There is a joke in the industry saying that "if it compiles, ship it". Even though this is indeed a joke, there is still a valid point in it. If a computer system compiles, it's not at last fundamentally broken in that methods or classes are being referred to using the wrong name, or silly things like that. The compiler gives you a certain safety net, and I personally find that very valuable. With Perlang, we will strive to make this safety net as comfortable and convenient for you as a developer as possible.

Inferior tooling/IDE support

The tooling and IDE support is also inherently more limited because of the above (which I consider a limitation in the Ruby language). Yes, editors like VS Code do their best to try and cover up for this, but it still feels limited.

RubyMine is a world of its own, and I must admit I feel sorry I never tried it while I was living in Ruby land. After having used JetBrains InteliJ (for Java) for a couple of years at work and Rider (for C#) also for some time, I know what kind of quality the JetBrains tools typically deliver.

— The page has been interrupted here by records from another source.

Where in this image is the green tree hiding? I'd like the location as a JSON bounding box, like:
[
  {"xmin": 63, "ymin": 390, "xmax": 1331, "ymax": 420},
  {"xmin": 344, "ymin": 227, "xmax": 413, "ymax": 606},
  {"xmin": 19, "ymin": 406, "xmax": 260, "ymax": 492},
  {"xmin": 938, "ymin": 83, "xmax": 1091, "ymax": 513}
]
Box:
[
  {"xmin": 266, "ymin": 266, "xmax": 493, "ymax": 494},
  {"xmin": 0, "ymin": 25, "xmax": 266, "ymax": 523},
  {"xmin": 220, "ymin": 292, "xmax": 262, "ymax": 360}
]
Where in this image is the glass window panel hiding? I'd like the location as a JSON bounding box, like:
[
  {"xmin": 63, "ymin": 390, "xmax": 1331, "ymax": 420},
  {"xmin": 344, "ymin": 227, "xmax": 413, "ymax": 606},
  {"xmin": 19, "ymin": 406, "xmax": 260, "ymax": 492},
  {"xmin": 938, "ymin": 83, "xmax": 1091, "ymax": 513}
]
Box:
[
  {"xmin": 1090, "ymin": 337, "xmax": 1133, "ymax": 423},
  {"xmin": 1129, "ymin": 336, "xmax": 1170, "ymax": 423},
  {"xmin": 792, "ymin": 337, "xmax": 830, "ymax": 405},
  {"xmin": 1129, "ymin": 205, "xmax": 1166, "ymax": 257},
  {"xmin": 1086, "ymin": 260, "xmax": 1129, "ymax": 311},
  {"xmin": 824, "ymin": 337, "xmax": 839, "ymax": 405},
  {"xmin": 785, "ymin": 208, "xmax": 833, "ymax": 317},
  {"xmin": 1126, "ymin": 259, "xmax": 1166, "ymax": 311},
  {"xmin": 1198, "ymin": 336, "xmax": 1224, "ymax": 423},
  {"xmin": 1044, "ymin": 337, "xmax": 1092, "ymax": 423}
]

But still: you can only get so far when the language doesn't implement the feature that is static typing. Yes, I consider static typing a feature, very much so.

Inferior performance

Typing information is not just valuable to humans when they read the source code of your program. It is also an invaluable source of knowledge about very intricate details about the inner workings of your program, which can be of great use to make it run as efficiently as possible. It also goes the other way around: when you know the details about how the data in your program is stored in memory, you can use this knowledge to your benefit.

Take the following C# class as an example:

public class Foo
{
    public string bar;
    public string baz;
    public Zot zot;

    // ...other data fields.
}

public struct Zot
{
    public int x;
    public int y;
}

Because structs typically use a sequential layout in .NET, the above roughly translates to something like this in memory:

0000000000000000: 64-bit pointer to bar
0000000000000008: 64-bit pointer to baz
0000000000000010: 32-bit value of x
0000000000000014: 32-bit value of y

Do you get what I mean? The x and y fields get inlined here, which means all the data is nicely available here in a co-located manner.

Imagine if this was a Ruby program instead. The memory layout would perhaps be something like this:

0000000000000000: 64-bit pointer to bar
0000000000000008: 64-bit pointer to baz
0000000000000010: 64-bit pointer to zot

...[somewhere completely else on the heap]...

0000000000100000: 32-bit value of x
0000000000100004: 32-bit value of y

Now, I'll admit, this really doesn't have anything with static typing to do per se; it's more an argument for languages with value types (like C#). Other languages like Java do not support it at the moment (although JEP 169 proposes it in that specific case)

But the point is this: static typing enables more advanced features like this. Dynamically typed languages will likely always have slightly inferior performance than statically typed languages, although companies and highly motivated individuals alike are working as hard as they can to diminish the size of the gap all the time.